As it turned out, Ed had something of a struggle persuading those in charge of selection at the Missoula base that his diabetes wasn’t going to be a problem. But he excelled himself in training and with the help of a compliant doctor (a close family friend who didn’t quite lie but didn’t quite tell the truth either), managed to persuade them that his condition would in no way interfere with his ability to do the job. By now they were more than glad to have him.

Back in February, Ed had called to tell Connor about this new girlfriend he’d started dating. The guy clearly had it bad. Over the years there had been a number of girlfriends (mostly Ed’s) and one or two had even lasted more than one summer. Last year Connor had been heavily involved with a six-foottall hockey champ from Seattle by the name of Gloria McGrath whom Ed had nicknamed Darth. When these affairs happened, the two men happily gave each other space. Ed was a congenital romantic, forever falling in love and declaring every time that this, hand on heart, was the one. Nevertheless, listening to him going on and on about her over the phone, Connor had gotten the distinct impression that this Julia woman actually might be the one.

“You remember Natalie Wood in
West Side Story?”

“No”.

“Connor, really, sometimes, man, I despair of you. It’s a
classic. You must have seen it on TV—you know, that little square thing that stands in the corner of the room?”

“So, she’s beautiful”.

“Yeah, but you know how some beautiful women know how beautiful they are? Well, Julia doesn’t. She’s totally natural. And you know what? She likes to climb, she can ski like a dream. She’s smart, funny, artistic—”

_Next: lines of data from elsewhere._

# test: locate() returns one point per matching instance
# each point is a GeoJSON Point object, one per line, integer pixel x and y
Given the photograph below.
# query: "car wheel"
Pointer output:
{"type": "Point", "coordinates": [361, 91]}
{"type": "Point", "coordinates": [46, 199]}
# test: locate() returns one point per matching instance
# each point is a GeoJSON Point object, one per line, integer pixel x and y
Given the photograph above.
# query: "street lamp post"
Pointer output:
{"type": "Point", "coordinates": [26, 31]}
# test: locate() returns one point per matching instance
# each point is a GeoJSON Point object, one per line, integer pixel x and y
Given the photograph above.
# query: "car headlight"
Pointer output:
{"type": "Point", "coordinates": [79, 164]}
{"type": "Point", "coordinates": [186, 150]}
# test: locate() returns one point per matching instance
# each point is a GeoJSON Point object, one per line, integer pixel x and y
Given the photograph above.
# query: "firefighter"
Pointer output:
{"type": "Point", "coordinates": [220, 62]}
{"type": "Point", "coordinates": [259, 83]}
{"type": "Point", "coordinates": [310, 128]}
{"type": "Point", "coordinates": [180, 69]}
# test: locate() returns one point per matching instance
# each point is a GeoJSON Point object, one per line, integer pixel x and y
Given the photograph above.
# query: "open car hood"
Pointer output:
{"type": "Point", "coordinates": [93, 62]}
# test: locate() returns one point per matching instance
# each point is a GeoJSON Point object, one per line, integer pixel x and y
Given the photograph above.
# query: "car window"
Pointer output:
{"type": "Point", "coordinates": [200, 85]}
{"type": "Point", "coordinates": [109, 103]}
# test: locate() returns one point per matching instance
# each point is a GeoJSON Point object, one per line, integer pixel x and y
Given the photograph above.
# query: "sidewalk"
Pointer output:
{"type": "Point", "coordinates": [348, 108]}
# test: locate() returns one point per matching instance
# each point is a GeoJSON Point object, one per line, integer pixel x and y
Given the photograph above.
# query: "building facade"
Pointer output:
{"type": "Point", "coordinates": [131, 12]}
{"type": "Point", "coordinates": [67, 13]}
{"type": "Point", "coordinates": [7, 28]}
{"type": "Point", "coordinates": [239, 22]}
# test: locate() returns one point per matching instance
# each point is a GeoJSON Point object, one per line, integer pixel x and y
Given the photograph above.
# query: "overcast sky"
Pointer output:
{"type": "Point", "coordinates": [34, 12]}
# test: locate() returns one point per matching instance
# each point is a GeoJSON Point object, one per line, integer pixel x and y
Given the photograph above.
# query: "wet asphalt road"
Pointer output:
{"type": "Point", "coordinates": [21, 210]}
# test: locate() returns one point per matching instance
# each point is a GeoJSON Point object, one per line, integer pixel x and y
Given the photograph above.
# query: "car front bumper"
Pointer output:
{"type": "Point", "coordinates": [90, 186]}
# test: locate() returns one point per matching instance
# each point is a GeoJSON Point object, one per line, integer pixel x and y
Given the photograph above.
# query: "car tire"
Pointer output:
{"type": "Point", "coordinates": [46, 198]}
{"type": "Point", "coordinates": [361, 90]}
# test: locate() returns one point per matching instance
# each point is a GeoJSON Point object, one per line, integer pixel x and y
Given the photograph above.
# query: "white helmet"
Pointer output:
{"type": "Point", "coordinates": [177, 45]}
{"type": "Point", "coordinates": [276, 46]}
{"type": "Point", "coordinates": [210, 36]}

“Doesn’t the halo get in the way?”

“No, the wings do a little but they’re kind of sexy. I tell you, man. This is it. I want to have her babies”.

“I don’t think it works that way around”.

It was quite a buildup. Connor was looking forward to meeting her.

Both of the rolls of film that he was processing now were black and white. He often shot color too, especially when he’d been commissioned, but when he was shooting for himself he usually preferred black and white. The shots he’d taken of the old man teaching the girl to cast were a washout. There were one or two others on the contact sheet that were perhaps worth printing but he wasn’t going to bother now. He was too interested in the other roll, the one he’d shot on Iron Mountain. In truth, he was really interested in only one frame of it.

His heart had beaten a little faster as soon as he held the negative up to the light and saw that it was there. He didn’t even look at the other shots. The moment the negative was dry enough he had gone straight for a ten-by-eight print. It was in the tray now and as he rocked it, letting the developer swill slowly to and fro across the paper, he could see the elk starting to appear, as if through a haze of smoke, just as it had on the mountain.

In that fraction of a moment when he had taken the picture, the animal had lifted its head and turned it to a threequarter profile and in so doing had sent the flames leaping from its antlers in a furious jagged swirl.